Feinstein asked the Senate to approve a private bill for Esidronio Arreola-Saucedo, Maria Elna Cobian Arreola and their children, Nayely and Cindy, all living in the Fresno area. She said the family has lived in the U.S. for more than 20 years and faced deportation because of "grievous errors committed by their previous counsel," who has since been disbarred.

And the senator introduced legislation to help Robert Liang and his wife, Alice Liang, of San Bruno, who entered the U.S. more than 25 years ago as tourists and overstayed the terms of their temporary visas. Robert Liang is a foreign national and refugee from Laos, while his wife is a citizen of Taiwan. They sought to change their immigration status in 1993, but the INS did not act on their application until five years later. An immigration judge said their request likely would have been approved if it had been acted on in a timely manner, before immigration laws changed in 1996.

In Tan's case, Feinstein intervened after federal courts denied her bid for asylum.

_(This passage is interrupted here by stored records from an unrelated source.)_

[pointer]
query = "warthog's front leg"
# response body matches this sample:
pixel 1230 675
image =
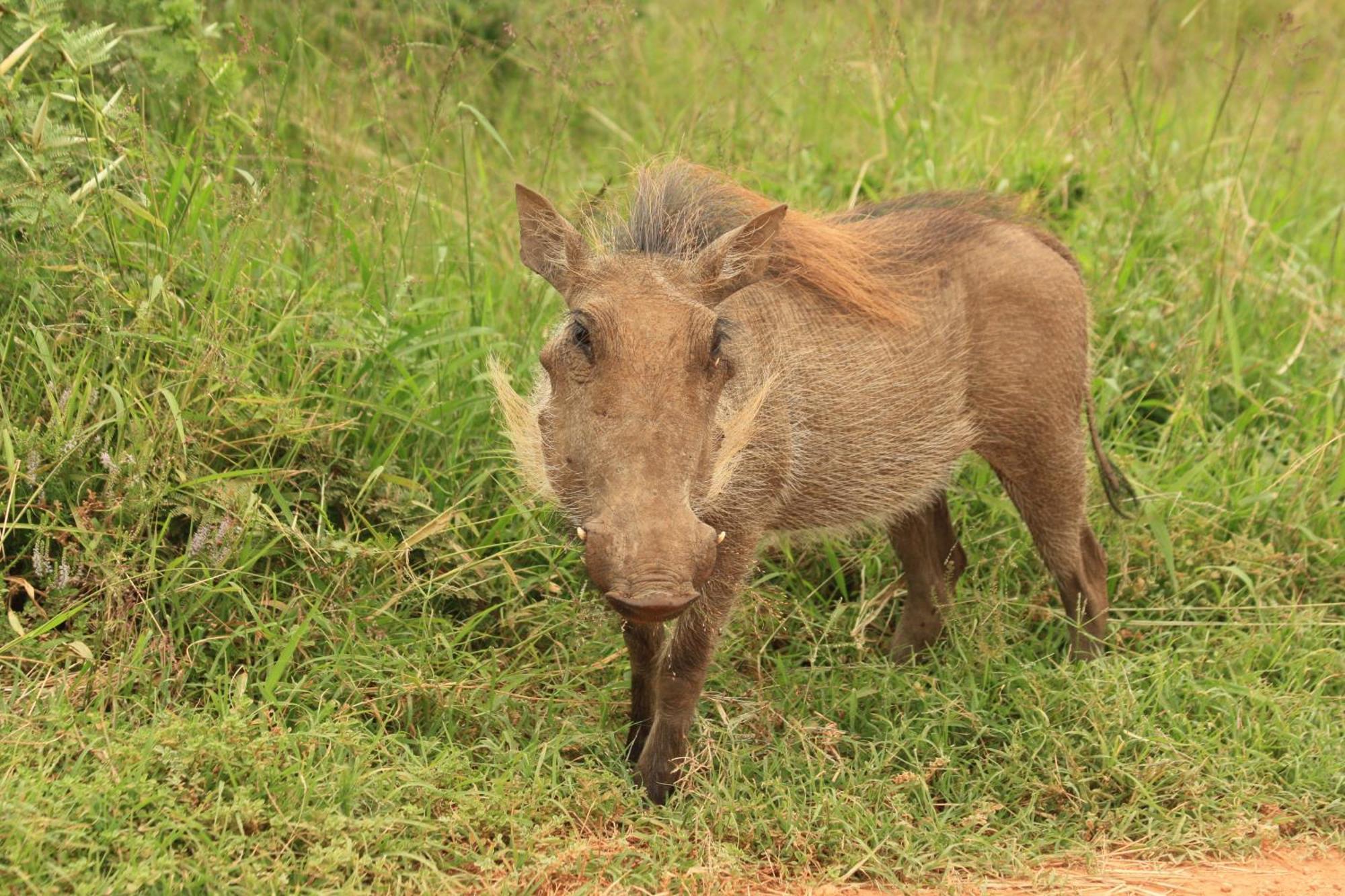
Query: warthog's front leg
pixel 683 669
pixel 645 642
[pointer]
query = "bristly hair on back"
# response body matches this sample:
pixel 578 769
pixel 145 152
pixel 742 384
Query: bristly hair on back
pixel 677 209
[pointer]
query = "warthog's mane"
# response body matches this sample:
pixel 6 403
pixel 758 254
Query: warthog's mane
pixel 679 209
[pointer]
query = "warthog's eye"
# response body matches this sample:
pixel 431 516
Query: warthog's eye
pixel 718 343
pixel 582 339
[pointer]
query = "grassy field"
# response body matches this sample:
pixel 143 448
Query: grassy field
pixel 283 619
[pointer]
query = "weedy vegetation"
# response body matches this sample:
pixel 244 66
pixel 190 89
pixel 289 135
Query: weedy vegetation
pixel 282 615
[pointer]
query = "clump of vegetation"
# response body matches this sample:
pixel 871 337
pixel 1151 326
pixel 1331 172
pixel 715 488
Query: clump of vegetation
pixel 282 618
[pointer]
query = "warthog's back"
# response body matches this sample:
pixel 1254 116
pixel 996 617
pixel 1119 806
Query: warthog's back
pixel 874 416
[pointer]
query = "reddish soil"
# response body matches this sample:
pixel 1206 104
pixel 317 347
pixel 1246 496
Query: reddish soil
pixel 1285 872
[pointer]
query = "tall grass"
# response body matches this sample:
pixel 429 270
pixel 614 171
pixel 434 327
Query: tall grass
pixel 283 619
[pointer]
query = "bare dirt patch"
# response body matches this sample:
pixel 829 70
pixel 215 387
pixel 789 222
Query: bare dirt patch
pixel 1282 872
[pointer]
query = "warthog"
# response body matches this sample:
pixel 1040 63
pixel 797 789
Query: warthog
pixel 728 369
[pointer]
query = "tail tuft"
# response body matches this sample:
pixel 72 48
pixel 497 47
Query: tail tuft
pixel 1114 482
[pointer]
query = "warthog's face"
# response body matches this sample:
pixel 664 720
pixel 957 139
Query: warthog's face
pixel 636 373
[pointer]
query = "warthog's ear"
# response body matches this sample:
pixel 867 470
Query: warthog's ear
pixel 548 243
pixel 738 259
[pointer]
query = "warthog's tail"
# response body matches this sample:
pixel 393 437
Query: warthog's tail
pixel 1113 481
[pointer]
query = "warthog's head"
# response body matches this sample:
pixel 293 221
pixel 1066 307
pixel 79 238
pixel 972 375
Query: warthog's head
pixel 629 431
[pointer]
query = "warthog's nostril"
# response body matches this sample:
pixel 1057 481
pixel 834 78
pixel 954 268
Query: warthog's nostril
pixel 652 607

After living in the U.S. for more than 20 years, Tan faced deportation back to her native Philippines. She said the law discriminates against her because she is a lesbian and cannot be sponsored for citizenship by her longtime partner, Jaylynn Mercado.

Tan pressed her case before the Senate Judiciary Committee in June, telling members of Congress that she merely wants to keep her family, which includes a pair of 12-year-old twins, together.

"We have a home together," she said. "Jay has a great job. We have a mortgage, a pension, friends and a community. We have everything together and it would be impossible to re-establish elsewhere."

In an interview, Tan said she is happy to be one of Feinstein's constituents.

"I'm just thankful and I feel so lucky that I was given a private bill by my senator, " Tan said. "Because if not for her, I would have been deported. It's only a senator that can do that."